The Treasury Department has put the sale of its stake in Flagstar on hold at the request of the company, an agency spokesman said Wednesday.

The move coincided with a federal judge's ruling that Flagstar will have to pay more than $90 million to a bond insurer for failing to follow its own mortgage-underwriting practices.

Meanwhile, Flagstar announced that it has reached has reached a deal to sell nearly all of its remaining commercial loans in the Northeast. It is part of Flagstar's ongoing effort to reshape its balance sheet.

Treasury on Tuesday had included Flagstar among a group of bank companies it had identified for its latest round of auctions as it winds down the Troubled Asset Relief Program. At $266 million, Treasury's stake in Flagstar would have been the largest investment it has auctioned.

However, the auctions began Wednesday and did not include the Flagstar holdings.

"Flagstar requested to be removed from the auction, and we agreed to do so," said Matthew Anderson, a Treasury spokesman. He declined to comment on the reason for the request or if Treasury plans to include Flagstar in future auctions.

Officials at Flagstar, which has assets of $14.1 billion, declined to comment on the matters beyond their press releases Wednesday. Company shares had fallen nearly 3%, to $15.54 apiece, in late-morning trading.

The court decision was issued Tuesday.

U.S. District Judge Jed Rakoff of the Southern District Court of New York ordered Flagstar to pay $90 million to bond insurer Assured Guaranty Municipal Corp., formerly Financial Security Assurance.

After a 12-day, nonjury trial, Rakoff ruled that Flagstar breached insurance contracts on roughly $1 billion of residential mortgage-backed securities by failing to follow its underwriting guidelines.

Flagstar will have to pay interest, attorney's fees and other costs in addition to the $90 million, Rakoff ruled.

"This ruling is a significant milestone in forcing the banks to honor the contractual commitments they made and have long sought to avoid," Jacob W. Buchdahl, a partner in the New York office of Susman Godfrey LLP, which represented Assured Guaranty, said in a news release.  

Flagstar said in a news release that it "strongly disagrees" with the ruling and intends to appeal.

The loan sale was announced Wednesday.
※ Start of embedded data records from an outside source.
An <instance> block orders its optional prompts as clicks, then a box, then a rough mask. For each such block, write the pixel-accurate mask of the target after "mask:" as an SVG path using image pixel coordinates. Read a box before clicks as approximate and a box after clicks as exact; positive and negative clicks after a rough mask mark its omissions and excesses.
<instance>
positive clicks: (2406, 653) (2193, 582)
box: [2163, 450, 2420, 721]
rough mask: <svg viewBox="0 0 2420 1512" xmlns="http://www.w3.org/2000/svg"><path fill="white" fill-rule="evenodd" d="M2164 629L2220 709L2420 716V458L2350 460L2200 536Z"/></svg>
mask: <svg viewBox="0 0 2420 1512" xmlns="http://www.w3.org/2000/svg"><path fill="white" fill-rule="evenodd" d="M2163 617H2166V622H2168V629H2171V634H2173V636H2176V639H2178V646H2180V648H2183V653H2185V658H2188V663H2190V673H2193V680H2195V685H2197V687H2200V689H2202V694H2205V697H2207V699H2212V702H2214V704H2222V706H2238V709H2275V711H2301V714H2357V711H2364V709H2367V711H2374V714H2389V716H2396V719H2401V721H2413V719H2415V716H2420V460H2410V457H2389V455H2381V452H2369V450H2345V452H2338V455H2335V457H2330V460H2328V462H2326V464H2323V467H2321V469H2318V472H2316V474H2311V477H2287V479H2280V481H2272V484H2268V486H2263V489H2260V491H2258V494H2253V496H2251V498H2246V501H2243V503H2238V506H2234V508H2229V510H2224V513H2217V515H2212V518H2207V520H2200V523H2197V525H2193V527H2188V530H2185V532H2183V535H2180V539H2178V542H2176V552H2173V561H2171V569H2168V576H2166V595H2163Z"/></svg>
Customers Bank in Pennsylvania has agreed to buy a portfolio of commercial loans for just under $150 million. The portfolio has approximately $151 million outstanding, Flagstar said. Flagstar said it expects to complete most of the loan transfers this quarter.

Flagstar has been selling its Northeast-based commercial loans to focus on its home state of Michigan and its national mortgage business.

Last month Flagstar announced it had agreed to sell $1.2 billion in commercial loans to CIT Bank, a unit of CIT Group, for $779 million. Flagstar will have only $19.3 million of Northeast-based commercial loans on its books after the deal with Customers Bank closes, it said.

"This agreement represents another milestone as we enhance our focus on our community banking operation in Michigan and our national mortgage business," Flagstar Chief Executive Michael Tierney said in a news release. "Going forward, our commercial banking efforts will primarily relate to small business and middle-market companies in Michigan."